De Michelis avverte Renzi che Craxi di risultati ne raggiunse molti perché seguì lo schema dal 1976 al 1992, e perché gli andò sempre bene. «Poi quando gli andò male, gli andò molto male». Era a tavola, anno 1991. Si votava per il referendum sul maggioritario, un giornalista gli fece una domanda, lui la ascoltò poi si girò verso un commensale: «Passami l’olio». L’aria era cambiata e lui non se ne era accorto. Nel frattempo Indro Montanelli lo aveva definito «personaggio guappesco» ed Enrico Berlinguer un «pericolo per la democrazia». Eugenio Scalfari, spietato avversario di Craxi, rispondendo all’«uomo della provvidenza» visto da Ernesto Galli della Loggia, scrive di Renzi: «All’Italia serve un leader non un dittatore».

Anche Stefano Fassina individua un «problema di democrazia interna» e una «deriva padronale» per «intolleranza verso le critiche». Cuperlo stende una lettera: «Mi sono allontanato per la tua concezione del partito». Non va meglio nei dintorni: Alessandro Maran, senatore di Scelta civica, si dimette da relatore sulla legge del finanziamento ai partiti perché non gli va di essere «preso a calci». Vincenzo Piso (Ncd) alla Berlinguer o forse, meno ambiziosamente, alla Fassina, coglie uno «strano concetto della democrazia».

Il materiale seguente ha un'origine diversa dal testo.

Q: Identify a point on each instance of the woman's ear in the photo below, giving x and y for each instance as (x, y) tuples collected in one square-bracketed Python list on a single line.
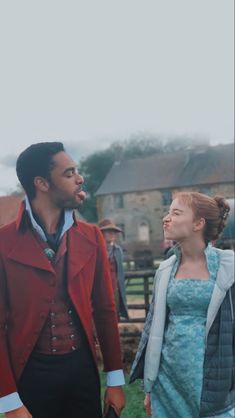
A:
[(199, 224), (41, 184)]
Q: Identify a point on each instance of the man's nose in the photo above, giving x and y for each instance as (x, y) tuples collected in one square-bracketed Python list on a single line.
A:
[(166, 218), (79, 179)]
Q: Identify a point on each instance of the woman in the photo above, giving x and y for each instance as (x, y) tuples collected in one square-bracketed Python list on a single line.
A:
[(186, 353)]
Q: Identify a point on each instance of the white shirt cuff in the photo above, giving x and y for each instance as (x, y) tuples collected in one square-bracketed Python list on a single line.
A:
[(115, 378), (10, 402)]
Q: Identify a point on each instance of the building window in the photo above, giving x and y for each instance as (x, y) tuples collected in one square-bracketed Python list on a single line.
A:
[(166, 197), (205, 190), (118, 201), (143, 231)]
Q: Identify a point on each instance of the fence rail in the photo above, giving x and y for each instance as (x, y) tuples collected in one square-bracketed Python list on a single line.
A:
[(141, 281)]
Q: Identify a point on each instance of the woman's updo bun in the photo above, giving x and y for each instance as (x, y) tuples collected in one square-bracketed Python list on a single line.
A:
[(214, 210)]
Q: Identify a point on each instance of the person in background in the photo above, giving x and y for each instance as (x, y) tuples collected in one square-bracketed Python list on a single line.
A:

Claudio Velardi - che di D’Alema fu collaboratore quindici anni fa a Palazzo Chigi - ride e si butta a pesce: «Il raffronto fra Craxi e Renzi è perfetto: entrambi hanno a che fare con strutture di partito anchilosate (il Psi veniva da rovinose sconfitte elettorali, ndr), in cui prevalgono autolesionismo e cannibalismo. Quel Psi, come questo Pd, era dilaniato dalle correnti e il decisionismo, persino in una sua declinazione supponente, è un elemento decisivo e indispensabile per la sopravvivenza della leadership e del partito medesimo». Ne vien fuori un capo - sono ancora aggettivi di Pansa - «tenace, testardo, individualista, brusco di modo e talmente prepotente...». Se stavolta parlasse di Craxi o di Renzi, a questo punto conta poco.